Automation can help make data transfers more efficient, and the right mix of synchronous and asynchronous jobs can help maximize resources further. The challenge is to find the most efficient solution while also maintaining security, reliability, and availability.
Latency can be an unpredictable factor in database architecture, as data transfer speeds can vary according to factors such as network conditions. The impact of latency can be mitigated with careful design and attention to infrastructure issues, such as low bandwidth.
Latency can be an even bigger issue when working with Big Data. It's important to use a data structure that minimized the transfer distance and reduces the number of network hops required, so that data can move as quickly as possible.
Data transfer may create two persistent copies of data. In some cases, this might be a requirement – for example, when archiving production data, or when sharing data between systems that aren’t otherwise integrated. However, this can be inefficient if there is no requirement for a second copy of the data.
This is an issue of good data governance. The project stakeholders should have a clear understanding of the data requirements on both sides of the pipeline. If the destination doesn’t need an extant copy of the source data, then only a partial transfer is required. If one version of the data becomes obsolete, it should be immediately deleted.
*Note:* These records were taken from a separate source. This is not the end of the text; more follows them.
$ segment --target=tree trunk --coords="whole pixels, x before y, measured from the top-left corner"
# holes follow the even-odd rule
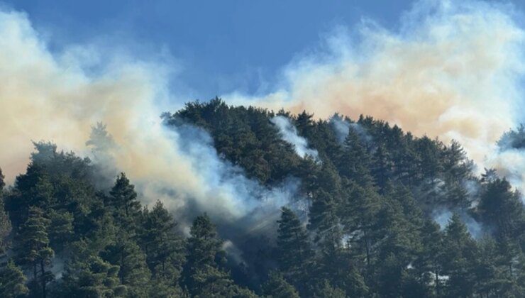
[[[40,276],[42,277],[42,298],[45,298],[47,293],[45,291],[45,267],[44,267],[44,260],[40,260]]]

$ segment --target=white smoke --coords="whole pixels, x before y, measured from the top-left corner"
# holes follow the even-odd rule
[[[0,11],[0,166],[9,182],[27,165],[32,140],[89,155],[91,128],[102,122],[115,144],[104,160],[126,173],[144,203],[160,199],[177,216],[206,211],[224,226],[242,221],[250,228],[258,224],[252,219],[278,214],[296,197],[296,180],[269,189],[246,178],[205,131],[166,127],[160,114],[182,101],[168,91],[167,65],[121,53],[100,57],[89,45],[82,55],[77,46],[52,53],[16,11]],[[96,72],[86,65],[90,56],[98,57]]]
[[[299,136],[297,129],[292,124],[289,119],[284,116],[276,116],[270,121],[279,128],[279,133],[282,140],[294,145],[295,153],[302,158],[310,155],[318,159],[317,150],[308,148],[308,141],[306,138]]]
[[[438,223],[441,230],[444,230],[446,226],[448,226],[452,214],[452,211],[448,209],[436,209],[434,211],[432,218],[434,221]],[[461,221],[467,226],[467,230],[470,235],[474,238],[479,239],[483,233],[483,228],[481,224],[468,214],[463,212],[461,212],[459,214]]]
[[[370,115],[416,136],[459,141],[480,170],[514,172],[502,168],[494,143],[523,120],[521,20],[497,1],[419,1],[399,29],[371,20],[340,29],[321,50],[295,57],[271,92],[225,98],[321,118]]]
[[[332,125],[339,143],[343,143],[345,141],[350,128],[358,133],[361,141],[366,143],[372,142],[372,136],[358,123],[350,122],[348,119],[343,118],[338,114],[335,114],[330,117],[330,123]]]

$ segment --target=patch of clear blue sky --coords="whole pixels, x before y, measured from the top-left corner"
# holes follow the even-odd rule
[[[28,13],[52,50],[99,39],[142,48],[143,55],[167,50],[182,66],[173,84],[188,87],[194,98],[208,99],[234,90],[256,92],[263,82],[271,83],[297,53],[316,47],[320,36],[336,26],[352,28],[365,17],[395,28],[412,1],[4,2]]]

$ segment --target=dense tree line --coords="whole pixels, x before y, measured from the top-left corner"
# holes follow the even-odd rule
[[[276,115],[318,159],[282,140]],[[299,178],[307,216],[282,206],[269,239],[247,242],[235,263],[206,214],[183,236],[162,202],[140,203],[125,174],[100,187],[106,172],[89,159],[38,143],[26,173],[1,192],[0,296],[525,296],[521,194],[492,170],[475,175],[456,142],[371,117],[316,121],[219,99],[163,118],[206,130],[223,158],[263,185]],[[342,136],[337,121],[348,127]],[[103,128],[94,133],[106,136]],[[517,148],[521,134],[501,143]],[[445,209],[452,215],[440,226],[436,213]],[[482,231],[473,235],[468,221]]]

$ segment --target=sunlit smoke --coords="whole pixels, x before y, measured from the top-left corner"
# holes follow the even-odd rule
[[[366,19],[336,31],[324,40],[328,50],[297,57],[271,93],[226,98],[325,118],[371,115],[416,136],[455,139],[486,165],[521,117],[525,34],[516,11],[493,2],[421,1],[399,29]]]
[[[308,148],[308,141],[297,133],[297,129],[284,116],[276,116],[270,121],[279,128],[279,133],[282,140],[294,145],[295,153],[302,158],[310,155],[317,159],[319,153],[315,149]]]
[[[101,55],[96,47],[81,57],[77,49],[52,53],[18,12],[0,11],[0,166],[8,182],[24,172],[31,140],[45,140],[84,155],[101,146],[105,155],[96,162],[126,172],[144,203],[162,201],[182,226],[206,211],[219,224],[242,220],[251,228],[260,223],[246,216],[273,215],[297,197],[297,181],[263,187],[219,158],[206,132],[165,125],[161,114],[182,101],[167,91],[166,65],[118,53],[101,58],[97,72],[84,71],[87,52]],[[111,145],[90,136],[98,122],[106,126]]]

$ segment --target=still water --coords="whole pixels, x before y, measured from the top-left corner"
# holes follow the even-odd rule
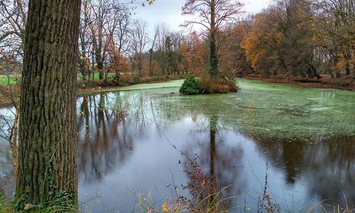
[[[132,192],[160,206],[198,162],[231,205],[256,211],[268,191],[286,211],[355,198],[355,93],[240,79],[236,93],[183,96],[182,81],[136,85],[78,99],[79,200],[85,211],[130,212]],[[11,155],[0,142],[0,188],[13,192]],[[344,194],[343,194],[344,192]],[[92,200],[92,198],[95,198]]]

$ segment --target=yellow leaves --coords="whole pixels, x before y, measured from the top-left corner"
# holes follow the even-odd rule
[[[201,180],[201,185],[204,185],[206,184],[206,179],[203,179]]]
[[[162,205],[162,211],[164,212],[168,212],[169,207],[168,207],[168,202],[166,202]]]
[[[29,208],[30,208],[30,204],[27,204],[26,205],[25,205],[25,208],[24,208],[24,209],[25,210],[27,210],[28,209],[29,209]]]
[[[151,5],[153,4],[153,2],[155,1],[155,0],[147,0],[147,1],[148,2],[148,4],[149,5]],[[144,3],[142,3],[142,6],[145,7],[145,4]]]

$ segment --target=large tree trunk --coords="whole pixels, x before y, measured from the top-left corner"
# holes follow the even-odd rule
[[[29,2],[20,106],[18,210],[66,195],[72,204],[77,202],[75,85],[80,3]]]

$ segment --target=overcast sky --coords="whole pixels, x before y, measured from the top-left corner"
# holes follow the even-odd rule
[[[246,13],[257,13],[267,6],[269,0],[241,0],[245,6],[243,10]],[[136,16],[146,20],[149,23],[150,31],[152,31],[156,23],[165,23],[172,30],[178,30],[179,25],[186,18],[181,15],[181,7],[186,0],[156,0],[149,6],[138,6]]]

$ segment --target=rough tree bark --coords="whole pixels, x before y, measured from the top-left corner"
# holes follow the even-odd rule
[[[15,207],[77,202],[75,87],[80,0],[30,0]]]

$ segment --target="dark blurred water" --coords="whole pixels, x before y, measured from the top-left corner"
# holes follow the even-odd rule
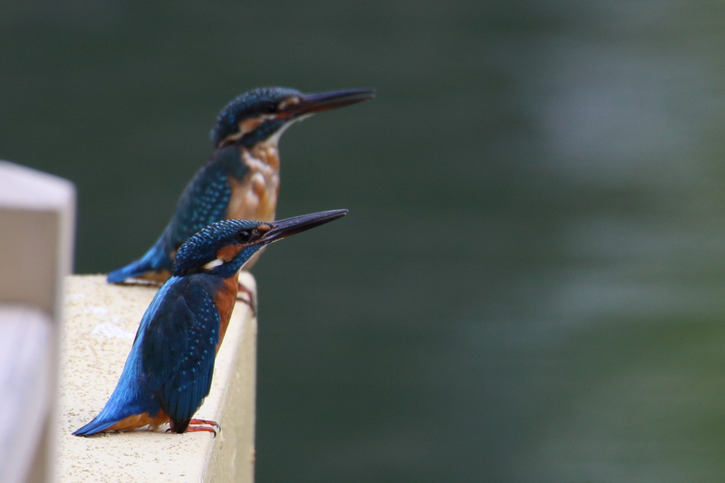
[[[154,241],[249,88],[375,87],[281,142],[257,481],[725,479],[725,7],[0,7],[0,157],[79,189],[76,271]]]

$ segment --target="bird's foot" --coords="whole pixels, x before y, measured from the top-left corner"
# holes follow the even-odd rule
[[[246,298],[239,297],[239,293],[243,293],[246,295]],[[236,295],[236,300],[240,302],[244,302],[246,305],[249,306],[249,310],[252,311],[252,315],[257,315],[257,307],[254,305],[254,293],[248,289],[241,282],[239,282],[239,287],[238,289],[238,293]]]
[[[191,424],[209,424],[210,426],[215,426],[217,429],[219,429],[220,432],[222,430],[222,427],[219,426],[219,423],[215,421],[212,421],[210,419],[192,419],[188,421],[189,425]]]
[[[189,426],[186,428],[186,431],[184,432],[193,433],[197,432],[199,431],[204,431],[206,432],[210,432],[214,434],[214,437],[217,437],[217,430],[214,428],[210,428],[208,426]]]
[[[192,426],[192,424],[196,424],[198,426]],[[202,426],[204,424],[208,424],[208,426]],[[222,427],[219,426],[219,423],[215,421],[210,421],[208,419],[192,419],[188,421],[188,426],[183,432],[185,433],[193,433],[198,432],[199,431],[204,431],[206,432],[210,432],[214,434],[214,437],[217,437],[217,431],[212,427],[209,427],[210,426],[215,426],[219,429],[219,432],[221,432]],[[173,432],[173,428],[169,428],[166,430],[166,432],[170,433]]]

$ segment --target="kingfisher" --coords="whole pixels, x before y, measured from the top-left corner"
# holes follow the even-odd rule
[[[315,112],[374,96],[373,89],[304,94],[270,87],[237,97],[219,114],[211,133],[215,151],[186,185],[161,236],[141,259],[109,273],[108,282],[135,278],[162,282],[171,274],[179,247],[204,227],[223,219],[273,221],[279,190],[278,143],[285,130]],[[251,293],[244,286],[240,289],[247,293],[252,306]]]
[[[73,434],[144,426],[214,433],[192,418],[209,394],[214,361],[236,301],[241,268],[261,248],[344,216],[333,210],[278,222],[217,222],[179,248],[170,278],[141,319],[120,378],[105,407]]]

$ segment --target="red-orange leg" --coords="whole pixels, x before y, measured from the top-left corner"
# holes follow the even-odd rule
[[[208,426],[190,426],[186,428],[186,433],[194,433],[199,431],[204,431],[206,432],[210,432],[214,434],[214,437],[217,437],[217,432],[214,428],[210,428]]]
[[[219,431],[222,430],[222,427],[219,426],[219,423],[215,421],[211,421],[210,419],[192,419],[188,421],[189,425],[191,424],[209,424],[210,426],[215,426]]]

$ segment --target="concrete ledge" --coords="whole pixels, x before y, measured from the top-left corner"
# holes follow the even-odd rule
[[[254,277],[240,280],[255,290]],[[59,481],[254,481],[257,319],[237,303],[217,356],[211,392],[195,417],[210,433],[148,431],[78,437],[70,433],[103,408],[118,380],[141,316],[157,288],[116,286],[102,276],[66,285],[61,340]]]

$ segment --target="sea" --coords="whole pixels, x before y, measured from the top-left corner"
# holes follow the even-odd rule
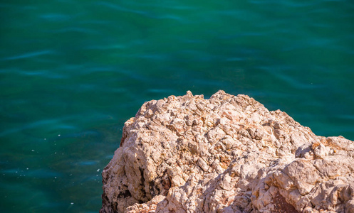
[[[124,122],[219,89],[354,140],[354,1],[1,1],[0,212],[98,212]]]

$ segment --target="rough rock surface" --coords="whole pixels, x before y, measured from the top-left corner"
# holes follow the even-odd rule
[[[354,212],[353,158],[246,95],[187,92],[125,122],[100,212]]]

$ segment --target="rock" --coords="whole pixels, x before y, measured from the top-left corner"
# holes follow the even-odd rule
[[[246,95],[187,92],[125,122],[100,212],[354,212],[353,157]]]

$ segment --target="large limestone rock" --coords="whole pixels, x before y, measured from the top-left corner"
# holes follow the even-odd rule
[[[246,95],[187,92],[125,122],[100,212],[354,212],[353,157]]]

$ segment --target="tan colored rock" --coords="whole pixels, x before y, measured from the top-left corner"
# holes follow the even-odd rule
[[[353,157],[246,95],[187,92],[125,122],[100,212],[354,212]]]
Transferring data can have compliance implications, especially when transferring personal information. This kind of data is covered by laws such as CCPA and GDPR, which govern how data can be processed and transferred. You may not be able to transfer personal data outside of your network or across international borders.
Transfers might sometimes involve an intermediate stage that can have compliance implications. For example, if you transfer EU data via an ETL platform based outside of Europe, you might be breaching GDPR. Make sure your provider is compliant with all relevant laws. Xplenty operates in accordance with GDPR, CCPA, and most privacy laws that may impact U.S.-based businesses.